Aplikasi PeduliLindungi Dinilai Tak Sesuai Prinsip Perlindungan Data
Pemerintah menggunakan aplikasi PeduliLindungi untuk keperluan penelusuran dan pelacakan kasus Covid-19. Meski begitu, aplikasi tersebut dinilai tidak sesuai dengan prinsip perlindungan data pribadi.

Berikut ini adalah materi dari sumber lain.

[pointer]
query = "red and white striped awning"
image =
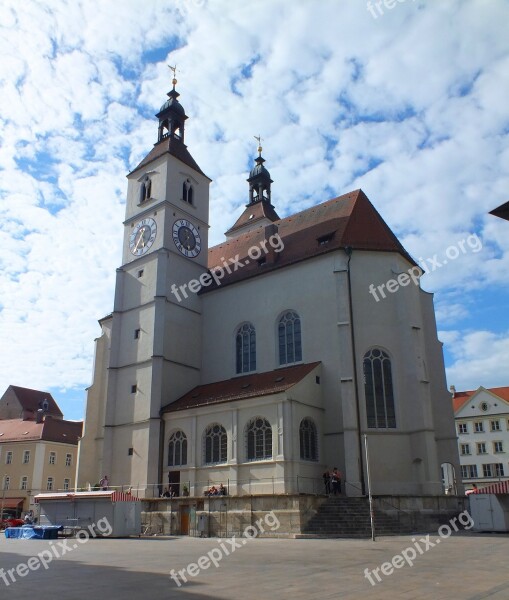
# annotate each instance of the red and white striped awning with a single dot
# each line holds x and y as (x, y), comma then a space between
(501, 487)
(111, 495)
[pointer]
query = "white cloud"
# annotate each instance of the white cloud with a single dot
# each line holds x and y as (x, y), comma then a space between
(411, 107)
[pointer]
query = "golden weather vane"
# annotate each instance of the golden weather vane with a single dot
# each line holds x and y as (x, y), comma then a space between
(258, 138)
(174, 70)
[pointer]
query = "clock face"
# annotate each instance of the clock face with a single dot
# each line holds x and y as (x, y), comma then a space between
(142, 236)
(187, 238)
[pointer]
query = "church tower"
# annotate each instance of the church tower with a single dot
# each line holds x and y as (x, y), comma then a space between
(259, 211)
(155, 352)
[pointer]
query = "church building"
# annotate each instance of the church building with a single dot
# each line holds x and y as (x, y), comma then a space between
(263, 361)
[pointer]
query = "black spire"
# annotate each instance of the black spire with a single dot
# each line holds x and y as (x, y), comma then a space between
(259, 179)
(171, 115)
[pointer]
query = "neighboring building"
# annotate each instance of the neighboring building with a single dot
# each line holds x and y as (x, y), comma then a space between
(482, 425)
(308, 332)
(38, 448)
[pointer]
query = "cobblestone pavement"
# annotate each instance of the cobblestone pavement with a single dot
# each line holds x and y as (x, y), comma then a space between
(462, 567)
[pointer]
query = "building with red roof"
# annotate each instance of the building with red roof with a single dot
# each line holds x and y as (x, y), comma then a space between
(38, 447)
(264, 360)
(482, 425)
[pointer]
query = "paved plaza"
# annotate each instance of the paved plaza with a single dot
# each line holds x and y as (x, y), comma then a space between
(461, 567)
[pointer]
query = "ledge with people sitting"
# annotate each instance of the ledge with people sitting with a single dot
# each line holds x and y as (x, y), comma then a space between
(216, 491)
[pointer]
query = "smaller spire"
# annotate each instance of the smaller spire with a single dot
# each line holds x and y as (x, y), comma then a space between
(171, 114)
(259, 178)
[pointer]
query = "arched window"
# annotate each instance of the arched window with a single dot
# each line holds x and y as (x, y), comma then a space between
(379, 390)
(216, 444)
(259, 439)
(289, 337)
(187, 192)
(245, 345)
(177, 449)
(308, 440)
(145, 189)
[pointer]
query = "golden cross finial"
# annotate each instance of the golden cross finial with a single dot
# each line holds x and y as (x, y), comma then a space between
(259, 140)
(174, 69)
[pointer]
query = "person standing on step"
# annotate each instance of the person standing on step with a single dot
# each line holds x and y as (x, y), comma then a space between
(327, 482)
(336, 481)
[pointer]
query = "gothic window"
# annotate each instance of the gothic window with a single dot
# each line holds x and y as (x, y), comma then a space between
(379, 390)
(145, 189)
(289, 337)
(187, 192)
(215, 444)
(308, 440)
(259, 439)
(246, 348)
(177, 449)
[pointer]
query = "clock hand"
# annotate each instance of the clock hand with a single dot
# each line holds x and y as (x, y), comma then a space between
(140, 238)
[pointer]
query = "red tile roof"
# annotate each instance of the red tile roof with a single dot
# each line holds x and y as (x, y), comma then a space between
(32, 400)
(349, 220)
(171, 146)
(51, 430)
(254, 213)
(461, 398)
(240, 388)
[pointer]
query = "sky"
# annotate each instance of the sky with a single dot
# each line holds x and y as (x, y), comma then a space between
(407, 100)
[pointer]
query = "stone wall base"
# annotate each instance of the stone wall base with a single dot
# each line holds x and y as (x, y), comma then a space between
(282, 515)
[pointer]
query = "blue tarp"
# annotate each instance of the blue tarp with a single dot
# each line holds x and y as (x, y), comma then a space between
(29, 532)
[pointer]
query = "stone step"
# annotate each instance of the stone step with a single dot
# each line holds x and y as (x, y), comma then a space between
(350, 517)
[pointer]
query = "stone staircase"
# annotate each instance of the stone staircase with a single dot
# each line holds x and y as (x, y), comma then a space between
(349, 517)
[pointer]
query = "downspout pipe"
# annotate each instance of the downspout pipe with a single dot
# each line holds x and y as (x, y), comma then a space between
(349, 251)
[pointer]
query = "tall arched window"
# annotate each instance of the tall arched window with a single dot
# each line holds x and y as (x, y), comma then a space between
(379, 390)
(289, 337)
(145, 189)
(216, 444)
(245, 346)
(187, 192)
(177, 449)
(308, 440)
(259, 439)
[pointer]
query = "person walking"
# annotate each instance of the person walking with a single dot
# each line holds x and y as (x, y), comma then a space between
(336, 481)
(327, 482)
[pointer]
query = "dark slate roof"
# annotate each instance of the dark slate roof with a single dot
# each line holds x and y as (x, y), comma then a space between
(502, 211)
(349, 220)
(240, 388)
(172, 146)
(255, 212)
(51, 430)
(32, 400)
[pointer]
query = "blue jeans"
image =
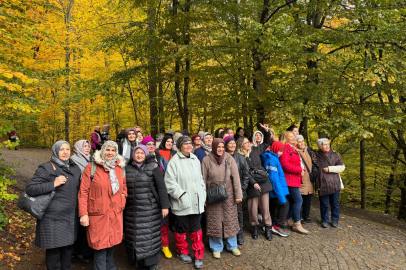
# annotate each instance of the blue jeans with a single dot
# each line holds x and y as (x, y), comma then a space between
(332, 200)
(295, 203)
(216, 244)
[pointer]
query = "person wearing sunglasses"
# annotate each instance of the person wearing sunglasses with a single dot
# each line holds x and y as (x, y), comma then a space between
(278, 206)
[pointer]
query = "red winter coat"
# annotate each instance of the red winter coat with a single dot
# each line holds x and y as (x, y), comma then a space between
(105, 210)
(290, 161)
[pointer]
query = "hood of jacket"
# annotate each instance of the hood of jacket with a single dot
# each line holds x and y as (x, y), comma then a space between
(97, 158)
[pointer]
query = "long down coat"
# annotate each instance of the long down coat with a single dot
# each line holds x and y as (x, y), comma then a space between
(104, 209)
(222, 215)
(59, 225)
(143, 211)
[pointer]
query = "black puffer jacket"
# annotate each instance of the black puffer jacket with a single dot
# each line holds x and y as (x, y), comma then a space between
(59, 225)
(142, 214)
(244, 171)
(254, 162)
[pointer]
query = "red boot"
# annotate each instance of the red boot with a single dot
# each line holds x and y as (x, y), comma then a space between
(198, 247)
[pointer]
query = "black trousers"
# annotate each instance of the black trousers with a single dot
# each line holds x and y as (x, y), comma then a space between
(240, 217)
(278, 211)
(192, 220)
(59, 258)
(103, 259)
(307, 201)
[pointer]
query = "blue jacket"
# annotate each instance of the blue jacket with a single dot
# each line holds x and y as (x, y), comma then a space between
(200, 154)
(270, 162)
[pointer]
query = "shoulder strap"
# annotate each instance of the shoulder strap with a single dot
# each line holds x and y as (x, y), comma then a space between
(93, 171)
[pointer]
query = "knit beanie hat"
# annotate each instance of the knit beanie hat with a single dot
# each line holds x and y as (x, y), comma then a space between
(276, 147)
(182, 140)
(146, 140)
(228, 139)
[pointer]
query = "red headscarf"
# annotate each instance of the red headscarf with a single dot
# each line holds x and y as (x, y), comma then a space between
(215, 145)
(276, 147)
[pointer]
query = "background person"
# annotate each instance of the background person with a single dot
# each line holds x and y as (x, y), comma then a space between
(57, 230)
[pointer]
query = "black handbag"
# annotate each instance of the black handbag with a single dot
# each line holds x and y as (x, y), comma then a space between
(260, 176)
(218, 193)
(36, 206)
(312, 174)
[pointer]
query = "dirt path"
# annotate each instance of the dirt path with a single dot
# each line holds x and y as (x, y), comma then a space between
(364, 239)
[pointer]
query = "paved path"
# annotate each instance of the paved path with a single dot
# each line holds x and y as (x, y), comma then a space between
(357, 244)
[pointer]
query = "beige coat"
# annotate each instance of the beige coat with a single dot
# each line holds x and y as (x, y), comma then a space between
(222, 215)
(307, 186)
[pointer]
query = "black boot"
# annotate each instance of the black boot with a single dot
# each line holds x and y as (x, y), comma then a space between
(240, 239)
(254, 232)
(268, 234)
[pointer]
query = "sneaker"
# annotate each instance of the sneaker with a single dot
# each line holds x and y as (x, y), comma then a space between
(280, 231)
(185, 258)
(198, 264)
(236, 252)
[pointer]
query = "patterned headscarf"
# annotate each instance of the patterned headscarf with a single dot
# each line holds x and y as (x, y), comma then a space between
(110, 165)
(55, 154)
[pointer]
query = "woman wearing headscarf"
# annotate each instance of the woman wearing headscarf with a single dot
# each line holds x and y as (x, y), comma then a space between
(197, 142)
(257, 192)
(294, 171)
(329, 182)
(278, 205)
(102, 198)
(205, 149)
(81, 250)
(57, 230)
(147, 203)
(176, 137)
(187, 192)
(308, 159)
(244, 173)
(220, 168)
(127, 146)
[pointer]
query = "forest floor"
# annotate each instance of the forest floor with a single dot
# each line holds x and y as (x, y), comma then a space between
(364, 239)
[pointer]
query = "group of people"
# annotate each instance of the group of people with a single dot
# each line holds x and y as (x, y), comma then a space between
(142, 188)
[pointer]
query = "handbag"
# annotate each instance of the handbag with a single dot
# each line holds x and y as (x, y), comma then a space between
(312, 174)
(260, 176)
(218, 193)
(36, 206)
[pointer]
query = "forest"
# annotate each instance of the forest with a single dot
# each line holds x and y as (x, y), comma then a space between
(335, 68)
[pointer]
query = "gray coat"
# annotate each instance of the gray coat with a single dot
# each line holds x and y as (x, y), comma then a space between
(184, 176)
(58, 227)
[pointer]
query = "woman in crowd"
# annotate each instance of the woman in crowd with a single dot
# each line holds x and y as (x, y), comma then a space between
(147, 203)
(82, 252)
(240, 133)
(329, 182)
(307, 187)
(175, 138)
(102, 197)
(278, 207)
(126, 146)
(292, 166)
(205, 149)
(197, 142)
(57, 230)
(149, 142)
(187, 192)
(139, 136)
(220, 168)
(258, 189)
(243, 172)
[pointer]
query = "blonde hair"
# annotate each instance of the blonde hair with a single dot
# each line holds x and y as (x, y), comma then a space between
(285, 136)
(240, 144)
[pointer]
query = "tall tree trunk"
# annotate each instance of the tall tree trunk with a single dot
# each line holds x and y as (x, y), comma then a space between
(152, 70)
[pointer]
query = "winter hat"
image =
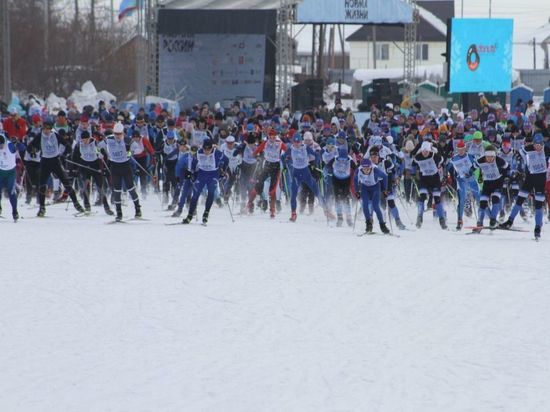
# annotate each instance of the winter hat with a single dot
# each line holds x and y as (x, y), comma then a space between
(207, 144)
(342, 152)
(426, 147)
(297, 137)
(118, 128)
(409, 146)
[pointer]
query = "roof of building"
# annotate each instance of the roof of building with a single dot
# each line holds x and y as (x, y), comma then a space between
(221, 4)
(433, 16)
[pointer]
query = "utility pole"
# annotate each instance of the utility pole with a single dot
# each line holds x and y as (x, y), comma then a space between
(6, 51)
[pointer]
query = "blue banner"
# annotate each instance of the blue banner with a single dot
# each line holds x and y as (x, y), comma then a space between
(481, 55)
(354, 11)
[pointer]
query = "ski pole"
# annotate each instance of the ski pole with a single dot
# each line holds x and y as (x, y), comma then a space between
(84, 166)
(355, 215)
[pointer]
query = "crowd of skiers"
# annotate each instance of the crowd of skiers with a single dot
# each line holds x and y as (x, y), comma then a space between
(489, 164)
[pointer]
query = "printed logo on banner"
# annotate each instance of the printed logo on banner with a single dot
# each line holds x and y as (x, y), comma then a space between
(356, 10)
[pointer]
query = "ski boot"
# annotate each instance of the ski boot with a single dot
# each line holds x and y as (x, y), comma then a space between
(108, 211)
(506, 225)
(400, 224)
(478, 228)
(349, 220)
(368, 228)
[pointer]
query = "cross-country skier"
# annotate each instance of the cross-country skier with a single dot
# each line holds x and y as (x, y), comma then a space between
(208, 165)
(121, 170)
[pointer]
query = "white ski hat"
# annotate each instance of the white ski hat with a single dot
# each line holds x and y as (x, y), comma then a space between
(119, 128)
(426, 147)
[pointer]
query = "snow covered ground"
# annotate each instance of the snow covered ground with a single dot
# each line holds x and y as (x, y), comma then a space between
(262, 315)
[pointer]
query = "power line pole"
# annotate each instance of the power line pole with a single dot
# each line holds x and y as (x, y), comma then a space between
(6, 50)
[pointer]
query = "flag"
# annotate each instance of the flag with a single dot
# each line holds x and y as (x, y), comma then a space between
(127, 7)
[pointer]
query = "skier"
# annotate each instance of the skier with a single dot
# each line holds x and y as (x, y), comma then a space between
(121, 170)
(343, 167)
(87, 153)
(464, 168)
(272, 149)
(493, 170)
(429, 164)
(48, 143)
(8, 152)
(207, 166)
(536, 156)
(298, 154)
(369, 182)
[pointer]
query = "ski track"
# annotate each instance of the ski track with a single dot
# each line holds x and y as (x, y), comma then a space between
(276, 316)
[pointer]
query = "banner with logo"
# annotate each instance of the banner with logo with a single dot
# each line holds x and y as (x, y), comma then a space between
(211, 67)
(354, 11)
(481, 55)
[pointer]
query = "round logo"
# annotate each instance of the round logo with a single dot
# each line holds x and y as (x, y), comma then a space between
(472, 58)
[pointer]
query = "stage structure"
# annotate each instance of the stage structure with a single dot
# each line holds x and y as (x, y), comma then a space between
(322, 12)
(216, 51)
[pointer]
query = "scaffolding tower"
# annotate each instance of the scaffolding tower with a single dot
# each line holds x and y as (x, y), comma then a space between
(146, 51)
(409, 72)
(5, 91)
(285, 53)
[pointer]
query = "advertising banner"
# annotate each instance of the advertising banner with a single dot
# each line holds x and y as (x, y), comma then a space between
(353, 11)
(211, 67)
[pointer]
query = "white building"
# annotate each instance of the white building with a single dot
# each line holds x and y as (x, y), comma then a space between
(431, 39)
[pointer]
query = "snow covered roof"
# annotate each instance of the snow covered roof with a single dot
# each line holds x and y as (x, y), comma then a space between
(222, 4)
(432, 26)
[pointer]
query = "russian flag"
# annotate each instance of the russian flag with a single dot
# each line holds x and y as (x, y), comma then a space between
(127, 7)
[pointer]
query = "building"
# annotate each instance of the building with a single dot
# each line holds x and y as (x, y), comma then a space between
(387, 40)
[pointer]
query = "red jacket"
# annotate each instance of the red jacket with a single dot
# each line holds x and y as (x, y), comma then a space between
(13, 127)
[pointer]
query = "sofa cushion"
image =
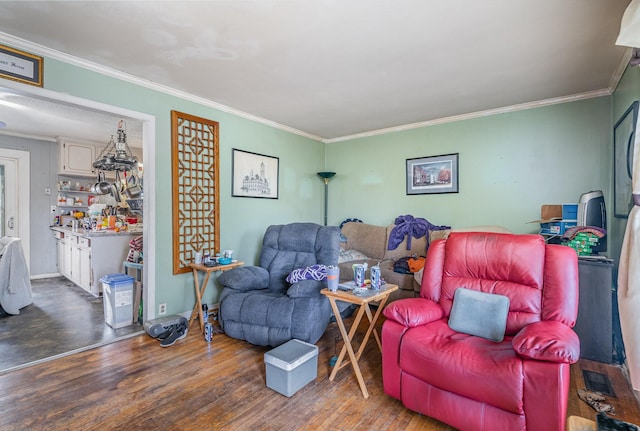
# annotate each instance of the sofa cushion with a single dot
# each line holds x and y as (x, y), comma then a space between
(418, 246)
(473, 367)
(366, 238)
(313, 272)
(479, 313)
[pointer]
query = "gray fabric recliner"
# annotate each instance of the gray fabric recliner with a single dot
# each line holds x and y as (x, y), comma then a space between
(258, 305)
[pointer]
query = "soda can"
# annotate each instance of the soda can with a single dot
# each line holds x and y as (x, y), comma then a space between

Peneliti Lembaga Studi dan Advokasi Masyarakat (ELSAM) Miftah Fadhli mengatakan aplikasi tersebut awalnya diciptakan untuk kepentingan pengamatan kesehatan masyarakat. Namun, PeduliLindungi saat ini terintegrasi dengan layanan komersil seperti Gojek, Shopee, Tokopedia, dan Traveloka.
"Ini menyalahi karena prinsip perlindungan data pribadi adalah adanya pembatasan tujuan," kata dia dalam Ruang Bincang 6: Pelibatan Pemerintah Indonesia dan Komunitas dalam Knowledge-to-Policy (K2P) Selama Pandemi yang diselenggarakan oleh Katadata secara daring, Rabu (23/1).
Miftah menilai aplikasi yang diciptakan untuk sektor kesehatan tidak perlu terintegrasi dengan layanan komersil. Ia menganggap hal ini mencerminkan nihilnya fungsi evaluasi dan pengawasan perlindungan data pribadi.
Ia juga menyoroti Indonesia yang belum memiliki kerangka regulasi terkait pengawasan dan evaluasi perlindungan data pribadi. Hingga saat ini, ada lebih dari 50 regulasi yang mengatur perlindungan data pribadi. Meski demikian, tidak ada satu pun aturan yang mengatur mekanisme dampak perlindungan data.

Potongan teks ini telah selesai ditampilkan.